Чингиз Айтматов - [26]

Шрифт
Интервал

«Материнское поле» имело огромное количество критических откликов. Некоторые авторы усиленно подчёркивали сходство концепций человека и гуманизма у Айтматова и Шолохова — автора рассказа «Судьба человека». Например, Е. Ветрова писала: «Есть много общего в “Материнском поле” Ч. Айтматова с “Судьбой человека” М. Шолохова. И здесь, и там человек проходит через страшные испытания, убит горем, потерей близких из-за войны. И здесь, и там человек остаётся одиноким. Но Андрей Соколов и Толгонай не сломились, сохранили твёрдую волю, ясное осознание своей правоты и, что самое главное, веру в жизнь, веру в людей. Они воспитывают детей, чужих детей и растят смену»[21].

Всё верно, только нельзя упускать из виду и то, что повесть Айтматова построена на ином, нежели шолоховский рассказ, философском фундаменте. Да и стилистически это совершенно разная проза. «Судьба человека» написана в лучших традициях русской реалистической школы, что и обусловило её суровую стилистику и иной, нежели у Айтматова, способ манифестации авторских идей. Повесть, несмотря на свой трагический контекст, определённо одухотворена неким возвышенно-героическим пафосом, романтика в ней органично сочетается с реализмом, публицистика в антивоенном духе — с философическими раздумьями. Здесь — свой особый язык символов и знаков, своя художественная семантика: Мать-Земля, хлебное поле, мужчины-хлеборобы, мальчик — продолжатель человеческого рода, железная дорога, солдат.

Вся исповедь матери, её условно-аллегорический диалоге землёй приобретает общечеловеческое звучание прежде всего потому, что здесь не только прокляты и осуждены война и её виновники, но и с необычайной художественной выразительностью обрисованы люди, на которых испокон веков держится мир и у которых ни война, ни другие превратности судьбы не могут отнять высокие нравственные качества.
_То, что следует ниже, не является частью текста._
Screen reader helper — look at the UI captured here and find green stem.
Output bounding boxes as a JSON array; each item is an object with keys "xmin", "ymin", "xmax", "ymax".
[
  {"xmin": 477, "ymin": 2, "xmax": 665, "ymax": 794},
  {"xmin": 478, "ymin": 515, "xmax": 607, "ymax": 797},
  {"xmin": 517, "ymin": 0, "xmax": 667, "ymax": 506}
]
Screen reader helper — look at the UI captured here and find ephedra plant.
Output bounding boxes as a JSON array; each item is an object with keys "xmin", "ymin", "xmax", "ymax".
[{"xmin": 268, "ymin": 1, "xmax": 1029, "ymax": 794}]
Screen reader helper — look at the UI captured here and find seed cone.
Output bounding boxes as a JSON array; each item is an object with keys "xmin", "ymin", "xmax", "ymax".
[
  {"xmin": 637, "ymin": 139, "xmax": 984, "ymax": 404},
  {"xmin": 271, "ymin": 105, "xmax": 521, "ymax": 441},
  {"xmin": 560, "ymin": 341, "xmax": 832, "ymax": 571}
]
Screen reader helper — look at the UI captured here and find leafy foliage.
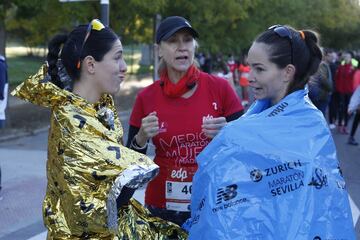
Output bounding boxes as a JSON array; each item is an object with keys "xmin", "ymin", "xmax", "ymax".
[{"xmin": 2, "ymin": 0, "xmax": 360, "ymax": 55}]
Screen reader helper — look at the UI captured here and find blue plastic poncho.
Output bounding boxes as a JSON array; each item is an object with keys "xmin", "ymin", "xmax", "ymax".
[{"xmin": 189, "ymin": 90, "xmax": 355, "ymax": 240}]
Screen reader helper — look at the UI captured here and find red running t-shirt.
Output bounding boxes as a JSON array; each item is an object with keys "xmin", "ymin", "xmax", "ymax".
[
  {"xmin": 129, "ymin": 71, "xmax": 243, "ymax": 211},
  {"xmin": 238, "ymin": 64, "xmax": 250, "ymax": 87}
]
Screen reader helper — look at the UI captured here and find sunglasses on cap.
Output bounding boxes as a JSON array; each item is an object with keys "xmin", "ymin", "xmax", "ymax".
[
  {"xmin": 268, "ymin": 25, "xmax": 294, "ymax": 65},
  {"xmin": 76, "ymin": 19, "xmax": 105, "ymax": 69}
]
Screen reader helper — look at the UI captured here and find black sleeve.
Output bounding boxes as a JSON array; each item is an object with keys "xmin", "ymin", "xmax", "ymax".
[
  {"xmin": 126, "ymin": 125, "xmax": 148, "ymax": 154},
  {"xmin": 116, "ymin": 186, "xmax": 136, "ymax": 210},
  {"xmin": 225, "ymin": 110, "xmax": 244, "ymax": 122}
]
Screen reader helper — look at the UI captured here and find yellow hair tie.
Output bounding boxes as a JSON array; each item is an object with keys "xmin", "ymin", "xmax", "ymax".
[
  {"xmin": 91, "ymin": 19, "xmax": 105, "ymax": 31},
  {"xmin": 299, "ymin": 31, "xmax": 305, "ymax": 40}
]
Кто-то из современников хорошо сказал об Айтматове, что у него «пламенная душа». Так, Алиман, овдовевшая сноха Толгонай, одна из самых обаятельных и в то же время трагических героинь, зная, что ни Касым, её муж, ни Масалбек, ни Суванкул не вернутся с фронта, с присущей ей страстностью уверяет свекровь: «Вы поверьте мне, мама, сердце мне подсказывает так: Джайнак должен вернуться. Пропал без вести — это значит, что живой. Ведь никто не видел его убитым. Давай подождём, мама, не будем хоронить прежде времени... А я верю, точно знаю, Джайнак наш живой, вернётся скоро. Никак не должно быть, чтобы из четверых человек ни один не вернулся... А обо мне не беспокойся, если раньше я была тебе невесткой, то теперь я тебе как сын, вместо всех сыновей».

Далее размышляет вслух Толгонай: «Да, будут идти дожди, будут расти хлеба, будет жить народ и я с ними буду жить. Я так думала не потому, что Алиман пожалела меня, не потому, что она из милосердия сказала, что не оставит меня одну. Нет, я радовалась другому. Кто говорит, что война делает людей жестокими, низкими, жадными и грубыми ? Нет, война, сорок лет ты будешь топтать людей сапогами, убивать, грабить, сжигать и разрушать и всё равно тебе не согнуть человека, не принизить, не покорить его».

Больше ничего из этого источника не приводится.